Table 1.
Primers used to generate reporter vectors a
| Name | Sequence |
|---|---|
| -5118pGL3 F | 5′-CAGACAATTAGATTCCAGGGC-3′ |
| Promoter R | 5′-TCCTTCCCCAACTGATGTAG-3′ |
| -1810pGL3 F | 5′-GTTATGTGGAAGAGCCGGTG-3′ |
| -1716pGL3 F | 5′-TGGCTTGCAGAAACCTAACC-3′ |
| -1666pGL3 F | 5′-AGGCACTAATCCAGTGTCTGC-3′ |
| -1548pGL3 F | 5′-TACTCCTCTTGATTTCTGACTC-3′ |
| μSF1IpGL3 F | 5′-AAGTACACAAAACAAGTTGCGGCCGCTCTTTCACATTAAATATA-3′ |
| μSF1IIpGL3 F | 5′-ACAAAATTAAGCTTCGAAATCGATTCTTCACCTAGGAAAAAT-3′ |
| μRXRpGL3 F | 5′-AAAAATGTTGTGAAAACCCTGCAGTCTGCTGAGGTACTACAG-3′ |
| proximal OF | 5′-GTTATGTGGAAGAGCCGGTG-3′ |
| proximal OR | 5′-CTTTATGTTTTTGGCGTCTTCC-3′ |
| μSF1IIIpGL3 F | 5′-GAGTTTTGGTTTGTTTTAGCGGCCGCTTAGCAAATGAACCCTAT-3′ |
| μNF-κBpGL3 F | 5′-GAAACCTAACCCCATATTGAATTCGAGAGCAATGGTTCAGTA-3′ |
| μOCT1pGL3 F | 5′-CAAATGAACCCTATGTGAGAGCTCTGGTGTTTTGGCTTGCAG-3′ |
| distal OF | 5′-CAGAGAATGCTATTGCTCTC-3′ |
| distal OR | 5′-GTGTAAGTGTTGGAACCACATC-3′ |
aBlock replacement mutation reporter vectors were generated with outer forward (OF) or outer reverse (OR) primers as described in the Methods.

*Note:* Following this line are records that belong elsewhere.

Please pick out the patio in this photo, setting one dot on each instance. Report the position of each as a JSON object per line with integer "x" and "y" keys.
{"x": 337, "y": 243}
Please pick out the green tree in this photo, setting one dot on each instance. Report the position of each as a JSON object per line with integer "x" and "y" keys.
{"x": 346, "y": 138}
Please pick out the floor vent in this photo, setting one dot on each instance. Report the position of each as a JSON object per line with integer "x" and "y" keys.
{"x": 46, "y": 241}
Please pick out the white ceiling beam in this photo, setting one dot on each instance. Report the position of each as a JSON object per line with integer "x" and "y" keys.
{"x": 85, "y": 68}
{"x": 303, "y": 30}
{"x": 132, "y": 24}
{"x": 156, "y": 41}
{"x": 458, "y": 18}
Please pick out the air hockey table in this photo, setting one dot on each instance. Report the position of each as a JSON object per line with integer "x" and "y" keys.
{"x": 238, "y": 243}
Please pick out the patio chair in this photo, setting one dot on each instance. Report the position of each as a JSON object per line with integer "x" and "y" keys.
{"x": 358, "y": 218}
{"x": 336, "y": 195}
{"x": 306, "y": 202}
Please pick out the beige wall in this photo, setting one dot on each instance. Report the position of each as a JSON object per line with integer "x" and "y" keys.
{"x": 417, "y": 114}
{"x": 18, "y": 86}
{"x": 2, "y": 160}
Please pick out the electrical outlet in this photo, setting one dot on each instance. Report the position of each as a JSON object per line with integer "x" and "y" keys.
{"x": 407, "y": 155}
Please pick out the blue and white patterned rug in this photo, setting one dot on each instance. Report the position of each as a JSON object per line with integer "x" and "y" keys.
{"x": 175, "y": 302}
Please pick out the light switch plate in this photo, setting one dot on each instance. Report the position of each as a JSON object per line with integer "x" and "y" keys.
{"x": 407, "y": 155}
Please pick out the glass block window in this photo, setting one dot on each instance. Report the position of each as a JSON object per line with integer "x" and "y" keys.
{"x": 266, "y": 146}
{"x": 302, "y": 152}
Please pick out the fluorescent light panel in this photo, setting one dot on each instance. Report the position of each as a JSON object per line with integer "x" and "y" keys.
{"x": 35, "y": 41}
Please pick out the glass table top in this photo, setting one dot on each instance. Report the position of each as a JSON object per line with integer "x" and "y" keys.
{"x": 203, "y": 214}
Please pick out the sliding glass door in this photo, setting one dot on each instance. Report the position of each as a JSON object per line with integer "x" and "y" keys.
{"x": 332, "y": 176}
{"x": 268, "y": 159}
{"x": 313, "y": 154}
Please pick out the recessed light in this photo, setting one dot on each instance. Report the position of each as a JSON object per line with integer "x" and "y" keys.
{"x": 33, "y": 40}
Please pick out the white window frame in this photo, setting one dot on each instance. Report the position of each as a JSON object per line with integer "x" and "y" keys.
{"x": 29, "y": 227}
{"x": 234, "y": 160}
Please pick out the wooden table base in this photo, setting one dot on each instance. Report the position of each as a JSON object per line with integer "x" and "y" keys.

The proximal OR resides in pGL3 3′ of the insert. Italicized bases indicate the new restriction enzyme digest site that replaced the transcription factor binding site in the native sequence.